Die Rednerliste in der Aussprache zum Bericht ist damit abgeschlossen. Ich stelle fest, dass das Berichtsersuchen gemäß § 106 Abs. 2 der Geschäftsordnung erfüllt ist, wenn keiner widerspricht. Widerspruch wird nicht angezeigt, damit ist das Berichtsersuchen erfüllt. Ich kann den Tagesordnungspunkt 10 schließen.

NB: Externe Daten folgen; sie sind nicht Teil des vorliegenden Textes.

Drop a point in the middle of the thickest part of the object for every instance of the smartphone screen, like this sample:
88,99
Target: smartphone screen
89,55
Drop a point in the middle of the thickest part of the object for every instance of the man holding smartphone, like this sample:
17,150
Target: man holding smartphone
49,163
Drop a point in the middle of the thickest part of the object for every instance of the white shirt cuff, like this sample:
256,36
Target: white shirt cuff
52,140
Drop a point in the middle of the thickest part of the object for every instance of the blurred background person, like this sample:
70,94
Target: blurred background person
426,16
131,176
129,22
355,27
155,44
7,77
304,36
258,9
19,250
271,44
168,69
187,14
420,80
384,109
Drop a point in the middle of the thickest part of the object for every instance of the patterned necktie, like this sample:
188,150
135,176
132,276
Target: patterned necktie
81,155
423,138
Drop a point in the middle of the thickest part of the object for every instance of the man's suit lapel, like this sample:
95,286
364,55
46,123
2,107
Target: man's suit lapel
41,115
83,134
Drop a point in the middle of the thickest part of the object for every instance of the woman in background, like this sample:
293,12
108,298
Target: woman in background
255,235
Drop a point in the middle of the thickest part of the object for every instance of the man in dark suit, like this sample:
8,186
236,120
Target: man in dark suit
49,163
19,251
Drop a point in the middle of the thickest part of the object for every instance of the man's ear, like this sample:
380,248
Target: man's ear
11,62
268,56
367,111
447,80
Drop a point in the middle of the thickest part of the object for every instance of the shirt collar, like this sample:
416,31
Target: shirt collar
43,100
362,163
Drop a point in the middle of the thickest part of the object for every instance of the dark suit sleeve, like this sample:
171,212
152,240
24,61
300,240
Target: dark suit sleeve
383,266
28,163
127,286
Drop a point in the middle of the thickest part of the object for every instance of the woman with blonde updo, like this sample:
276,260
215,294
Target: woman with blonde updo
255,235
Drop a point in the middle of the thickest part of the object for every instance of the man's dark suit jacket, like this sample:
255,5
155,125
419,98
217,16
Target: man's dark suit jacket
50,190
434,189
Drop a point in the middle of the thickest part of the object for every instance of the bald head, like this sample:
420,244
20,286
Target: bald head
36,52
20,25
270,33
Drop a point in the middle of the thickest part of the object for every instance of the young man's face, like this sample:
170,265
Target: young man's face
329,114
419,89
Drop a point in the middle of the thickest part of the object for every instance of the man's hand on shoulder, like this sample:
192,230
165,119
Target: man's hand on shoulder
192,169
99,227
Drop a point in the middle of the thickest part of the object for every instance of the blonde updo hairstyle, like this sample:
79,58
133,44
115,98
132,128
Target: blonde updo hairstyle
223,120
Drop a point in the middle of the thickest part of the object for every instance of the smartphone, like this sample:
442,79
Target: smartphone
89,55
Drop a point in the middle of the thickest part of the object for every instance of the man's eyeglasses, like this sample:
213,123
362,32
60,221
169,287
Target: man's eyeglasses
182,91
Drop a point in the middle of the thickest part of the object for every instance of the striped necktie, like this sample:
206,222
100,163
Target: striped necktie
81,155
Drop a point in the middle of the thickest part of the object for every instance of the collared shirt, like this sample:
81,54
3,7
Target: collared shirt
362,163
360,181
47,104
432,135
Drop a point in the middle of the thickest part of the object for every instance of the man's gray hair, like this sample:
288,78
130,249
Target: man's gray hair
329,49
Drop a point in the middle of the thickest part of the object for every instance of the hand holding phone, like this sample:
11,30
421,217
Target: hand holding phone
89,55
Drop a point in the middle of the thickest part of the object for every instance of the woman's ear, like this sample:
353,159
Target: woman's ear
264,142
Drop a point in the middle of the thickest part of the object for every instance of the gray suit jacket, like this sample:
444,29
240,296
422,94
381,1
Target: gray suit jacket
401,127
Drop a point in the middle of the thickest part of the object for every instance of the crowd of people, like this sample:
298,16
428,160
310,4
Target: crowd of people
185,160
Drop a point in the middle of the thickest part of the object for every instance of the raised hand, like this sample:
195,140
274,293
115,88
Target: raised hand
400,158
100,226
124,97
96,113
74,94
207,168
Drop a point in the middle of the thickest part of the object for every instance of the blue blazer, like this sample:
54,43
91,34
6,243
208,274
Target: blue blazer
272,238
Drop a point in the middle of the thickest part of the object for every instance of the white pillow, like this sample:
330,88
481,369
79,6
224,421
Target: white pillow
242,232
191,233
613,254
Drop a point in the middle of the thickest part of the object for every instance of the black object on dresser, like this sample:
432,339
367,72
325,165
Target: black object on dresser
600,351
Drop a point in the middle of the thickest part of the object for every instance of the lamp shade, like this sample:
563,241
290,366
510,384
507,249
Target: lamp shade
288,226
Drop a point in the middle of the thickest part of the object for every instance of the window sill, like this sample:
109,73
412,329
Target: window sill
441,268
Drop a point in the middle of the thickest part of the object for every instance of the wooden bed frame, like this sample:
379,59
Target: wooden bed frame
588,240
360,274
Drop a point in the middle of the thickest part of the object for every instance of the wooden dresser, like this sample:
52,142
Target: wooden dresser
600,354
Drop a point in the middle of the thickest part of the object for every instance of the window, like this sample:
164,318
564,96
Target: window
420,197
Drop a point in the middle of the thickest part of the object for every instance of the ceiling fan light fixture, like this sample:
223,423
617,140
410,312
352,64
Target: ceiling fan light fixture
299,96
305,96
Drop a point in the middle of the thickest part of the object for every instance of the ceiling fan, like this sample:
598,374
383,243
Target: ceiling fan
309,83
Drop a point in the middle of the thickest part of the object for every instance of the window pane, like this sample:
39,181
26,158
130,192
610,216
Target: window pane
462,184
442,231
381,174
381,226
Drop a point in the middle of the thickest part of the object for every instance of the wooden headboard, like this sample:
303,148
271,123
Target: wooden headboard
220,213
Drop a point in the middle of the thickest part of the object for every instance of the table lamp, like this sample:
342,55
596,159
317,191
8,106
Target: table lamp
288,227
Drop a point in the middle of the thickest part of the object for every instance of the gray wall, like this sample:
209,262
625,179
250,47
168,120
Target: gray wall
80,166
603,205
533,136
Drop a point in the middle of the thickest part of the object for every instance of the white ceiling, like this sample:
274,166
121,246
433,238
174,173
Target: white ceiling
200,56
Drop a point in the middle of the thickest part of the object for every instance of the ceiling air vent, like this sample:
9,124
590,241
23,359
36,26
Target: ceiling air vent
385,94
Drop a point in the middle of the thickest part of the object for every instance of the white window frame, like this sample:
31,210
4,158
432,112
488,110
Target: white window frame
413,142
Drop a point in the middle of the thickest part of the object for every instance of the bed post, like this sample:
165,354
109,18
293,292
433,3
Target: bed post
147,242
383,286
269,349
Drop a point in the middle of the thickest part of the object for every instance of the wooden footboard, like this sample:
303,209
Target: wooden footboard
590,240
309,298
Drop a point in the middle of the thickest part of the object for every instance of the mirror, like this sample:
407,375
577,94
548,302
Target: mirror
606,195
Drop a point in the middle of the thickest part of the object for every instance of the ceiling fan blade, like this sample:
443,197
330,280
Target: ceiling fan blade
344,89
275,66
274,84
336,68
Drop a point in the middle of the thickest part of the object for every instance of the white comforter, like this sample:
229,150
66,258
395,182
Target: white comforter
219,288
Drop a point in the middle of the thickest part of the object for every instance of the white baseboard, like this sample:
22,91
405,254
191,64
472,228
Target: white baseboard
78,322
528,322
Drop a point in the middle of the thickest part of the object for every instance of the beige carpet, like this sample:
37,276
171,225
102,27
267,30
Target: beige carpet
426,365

Für die bevorstehenden Pfingstfeiertage möchte ich Ihnen im Namen des gesamten Präsidiums des Thüringer Landtags eine gute Zeit wünschen. Erholen Sie sich gut, damit Sie mit gestärkter Kraft die letzten Plenartage vor der Sommerpause noch bearbeiten können. Ich möchte auch darauf hinweisen, dass die nächsten planmäßigen Plenarsitzungen am 6. und 7. Juli dieses Jahres stattfinden. Der Reservetermin - beachten Sie das bitte - ist der 5. Juli und die Tagesordnung könnte umfangreich sein. Eine feierliche Sondersitzung aus Anlass des 80. Jahrestags der Wahl des Thüringischen Landtags von 1920 findet am Dienstag, dem 20. Juni dieses Jahres um 17.00 Uhr statt. Ich wünsche Ihnen einen guten Nachhauseweg.